Jennifer’s son’s drooping face was a sign of Bell’s Palsy, rare in children, but something that can occur with Lyme disease. It happened to my nephew Justin Cross, who works in the woods and is super diligent about checking for ticks. A few years ago, he found a deer tick in his moustache — attached, but not engorged. No rash appeared, so he didn’t worry. Several weeks later his joints began to ache and then he lost his sense of taste. “My taste buds went on Wednesday,” he says, “and then on Friday I was at work and tried to whistle a tune, but couldn’t. I found a mirror and the whole left side of my face was just hanging!”
Deer ticks — tiny creatures that barely tickle when they crawl over your skin. Makes me shudder just to write the sentence. If you hoped they didn’t survive the winter, forget that notion. They did and already, more than 50 cases of Lyme disease have been reported in Maine. Last year, more than 1,375 cases were reported, which was a record high for the state.
Not all ticks are deer ticks. Did you know that in Maine alone, 14 different tick species have been identified? Thankfully, they don’t all feast on humans. Only one, the deer tick, is responsible for most of the tick-borne illnesses in humans in this state, primarily Lyme disease. If a tick is making a meal of you, determining if it’s a deer tick is important. This guide from Mainely Ticks is helpful because it shows actual tick sizes.
According to the Maine Medical Center Research Institute, about two-thirds of the cases of Lyme disease in Maine are reported in June, July and August. That’s because the peak season for deer tick nymphs is June and July. All stages will bite humans, but because the nymphs are tiny and their bite painless, they often get missed.
Always check yourself, your children and your pets thoroughly after being outdoors. Something I just found out: Lyme disease is most common among school age children and adults over 65.

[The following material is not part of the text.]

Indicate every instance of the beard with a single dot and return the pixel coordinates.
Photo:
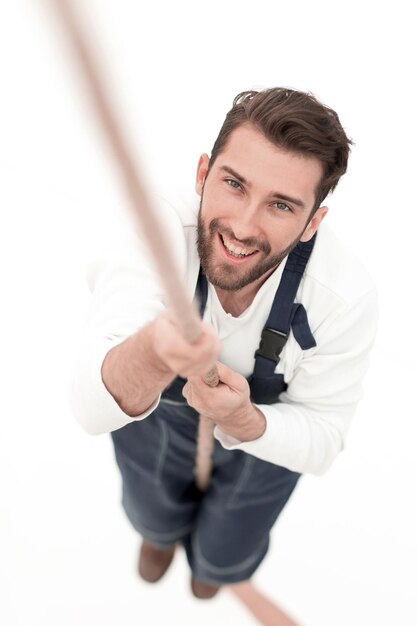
(227, 276)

If you find a tick, the sooner you remove it, the less likely you’ll get a tick-borne illness. Not all deer ticks carry Lyme disease, but better safe than sorry. The University of Maine Cooperative Extension Tick Id Lab states that although in Maine Lyme disease is the number one infection to be concerned about, deer ticks can also transmit anaplasmosis, babesiosis, and Powassan virus.
How to remove a tick
- Grasp the tick close to the skin with fine-tipped tweezers.
- Pull gently upward with steady, even pressure until the tick lets go.
- Try not to squeeze, crush or puncture the body of the tick, because its bodily fluids may contain infection-causing organisms.
- After removing, thoroughly clean the bite area and your hands with rubbing alcohol or soap and water.
- Don’t use Vaseline, alcohol or nail polisher remover because they don’t work.
- Save the tick in a small bottle in case it needs to be identified. Mark it with the date and where it was attached.
- Consult a physician if you removed an engorged tick or if you develop a rash or fever within several weeks of removing the tick.
Using a tick removal spoon
- Put the notch on the spoon on the skin near the tick.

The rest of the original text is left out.